Goran Peleš

Personal information
- Full name: Goran Peleš
- Date of birth: 9 March 1953
- Place of birth: Modriča, SFR Yugoslavia
- Date of death: 4 September 2010 (aged 57)
- Place of death: Zenica, Bosnia and Herzegovina
- Position(s): Midfielder

Youth career
- –1971: FK Modriča

Senior career*
- Years: Team / Apps / (Gls)
- 1971–1980: Čelik Zenica
- 1981–1982: Mallorca / 14 / (2)

= Goran Peleš =

Bosnian-Herzegovinian footballer

Goran Peleš (9 March 1953 – 4 September 2010) was a Bosnian-Herzegovinian footballer, who is most noted for his career with NK Čelik Zenica.

==Playing career==
===Club===
He started his career in his hometown, where he played for FK Modriča, from where he joined NK Čelik Zenica in 1971, where he won the Mitropa Cup in the following two years with his new club. He was one of the heroes of the second cup win, where he made an assist to Mirsad Galijašević for the only goal that decided the final game against ACF Fiorentina.

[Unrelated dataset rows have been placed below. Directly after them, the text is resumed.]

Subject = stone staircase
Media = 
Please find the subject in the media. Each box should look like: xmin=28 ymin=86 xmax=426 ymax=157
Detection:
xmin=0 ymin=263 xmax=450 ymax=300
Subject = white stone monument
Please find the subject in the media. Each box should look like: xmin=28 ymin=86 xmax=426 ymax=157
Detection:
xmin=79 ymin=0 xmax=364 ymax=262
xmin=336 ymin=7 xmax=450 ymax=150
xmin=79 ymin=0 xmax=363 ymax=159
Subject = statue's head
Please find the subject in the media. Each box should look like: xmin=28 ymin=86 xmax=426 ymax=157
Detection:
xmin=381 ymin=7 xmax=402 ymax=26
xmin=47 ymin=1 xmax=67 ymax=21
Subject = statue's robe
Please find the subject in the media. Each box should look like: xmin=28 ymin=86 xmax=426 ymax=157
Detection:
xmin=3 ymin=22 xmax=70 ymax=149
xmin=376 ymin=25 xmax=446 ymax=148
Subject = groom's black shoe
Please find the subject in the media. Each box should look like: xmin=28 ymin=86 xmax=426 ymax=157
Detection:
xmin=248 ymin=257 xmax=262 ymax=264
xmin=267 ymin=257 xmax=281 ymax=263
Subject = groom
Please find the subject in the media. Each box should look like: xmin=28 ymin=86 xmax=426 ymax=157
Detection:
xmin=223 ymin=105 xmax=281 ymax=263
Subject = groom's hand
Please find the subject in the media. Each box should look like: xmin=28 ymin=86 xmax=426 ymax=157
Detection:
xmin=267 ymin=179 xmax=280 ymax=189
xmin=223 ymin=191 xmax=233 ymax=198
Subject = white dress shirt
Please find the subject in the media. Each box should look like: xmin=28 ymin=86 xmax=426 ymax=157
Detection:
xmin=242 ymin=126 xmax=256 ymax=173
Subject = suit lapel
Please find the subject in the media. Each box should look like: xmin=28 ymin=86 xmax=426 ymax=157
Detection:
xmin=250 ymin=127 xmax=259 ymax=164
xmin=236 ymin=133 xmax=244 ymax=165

He joined Mallorca in 1981, where he played for one season.

After that, he shortly played football during the 1980s almost for recreation for NK Urania from Baška Voda and one futsal team, where he also owned a restaurant with former teammate Rade Radulović.

==Managerial career==
He successfully managed the youth teams of NK Čelik Zenica, where he coached some of the biggest club's prospects, including Jasmin Burić, Fenan Salčinović and Eldin Adilović.

He died in 2010 after a long illness.